The Critical Care Research Group (CCRG), based at the The Prince Charles Hospital (TPCH) in Brisbane, Australia, is seeking highly motivated, skilled and committed PhD candidates to join our multidisciplinary and international research team to commence a PhD project.

The project will be primarily based within the Innovative Cardiovascular Engineering and Technology Laboratory (ICETLAB); the biomedical engineering arm of the CCRG at The Prince Charles Hospital.

BACKGROUND
Extracorporeal membrane oxygenation (ECMO) is a life-saving treatment used to provide temporary cardiopulmonary support. It can be used in a veno-venous (VV) configuration for respiratory failure, providing time for lung recovery or in a veno-arterial (VA) configuration, where support is necessary for patients whose hearts are not adequately supporting their circulation. In patients suffering from differential hypoxia, heart function recovers however pulmonary function is still weak and thus the heart will pump out more or less deoxygenated blood. Depending on the mixing zones of oxygenated and deoxygenated blood, this may cause brain injury due to hypoxic blood supplying the brain.

AIM
The present research project aims to utilise computational fluid dynamics (CFD) modelling to assess mixing zones in ECMO circuits and their effect on brain injury. Especially the effect of introducing pulsatility to the ECMO circuits and the subsequent effect on mixing zones will be investigated.

SPECIFIC TASKS
- Development of a suitable CFD model of a pulsatile ECMO circuit.
- CFD model validation through particle image velocimetry (PIV) and ex-vivo ECMO circuits.
- Evaluation of the effect of pulsatility on mixing zones and subsequent brain injury potential.
- Validation of finding in large animal models.

SIGNIFICANCE
The present research project will result in an improved understanding of differential hypoxia and effect of mixing zones on brain injury. Furthermore, this research will support projects towards improving ECMO technology for improved patient outcomes.

RESEARCH ENVIRONMENT
The CCRG is the largest acute care multi-disciplinary research group of its kind in Australia. It is a collaborative group of multi-disciplinary researchers committed to finding world-first innovative solutions that will lead to healthier living, improved quality of life, fewer hospitalisations and more efficient clinical treatment. Our team of researchers includes physicians, surgeons, intensivists, nurses, scientists and engineers, as well as an array of university Honours, Masters and PhD candidates.
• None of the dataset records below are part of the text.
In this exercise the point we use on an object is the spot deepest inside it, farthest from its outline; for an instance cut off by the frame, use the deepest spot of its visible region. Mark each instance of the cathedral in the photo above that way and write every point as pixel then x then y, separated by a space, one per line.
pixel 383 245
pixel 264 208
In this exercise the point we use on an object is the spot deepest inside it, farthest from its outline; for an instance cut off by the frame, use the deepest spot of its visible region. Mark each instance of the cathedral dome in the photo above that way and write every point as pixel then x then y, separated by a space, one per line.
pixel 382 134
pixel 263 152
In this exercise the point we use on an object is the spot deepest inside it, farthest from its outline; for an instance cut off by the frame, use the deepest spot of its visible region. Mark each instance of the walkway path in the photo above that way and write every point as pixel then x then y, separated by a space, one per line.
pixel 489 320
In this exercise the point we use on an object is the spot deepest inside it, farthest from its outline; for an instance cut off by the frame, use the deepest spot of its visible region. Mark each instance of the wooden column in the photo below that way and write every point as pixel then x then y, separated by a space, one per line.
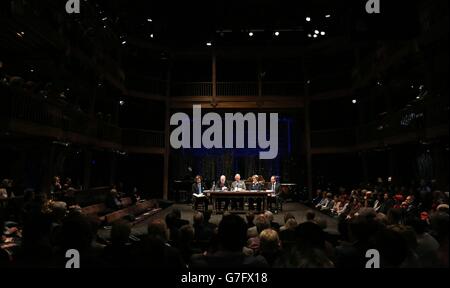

The PhD candidate will be based in the ICETLAB, which is located within TPCH (Australia’s largest cardiac hospital) and only a two minute walk to the operating theatres and intensive care units where clinical and patient feedback can be obtained, and only a five minute walk from Queensland University of Technology’s (QUT’s) Medical Engineering and Research Facility (MERF). ICETLAB research projects centre on cardiovascular engineering, with the primary aim of improving outcomes for heart and lung failure patients receiving mechanical circulatory and respiratory support.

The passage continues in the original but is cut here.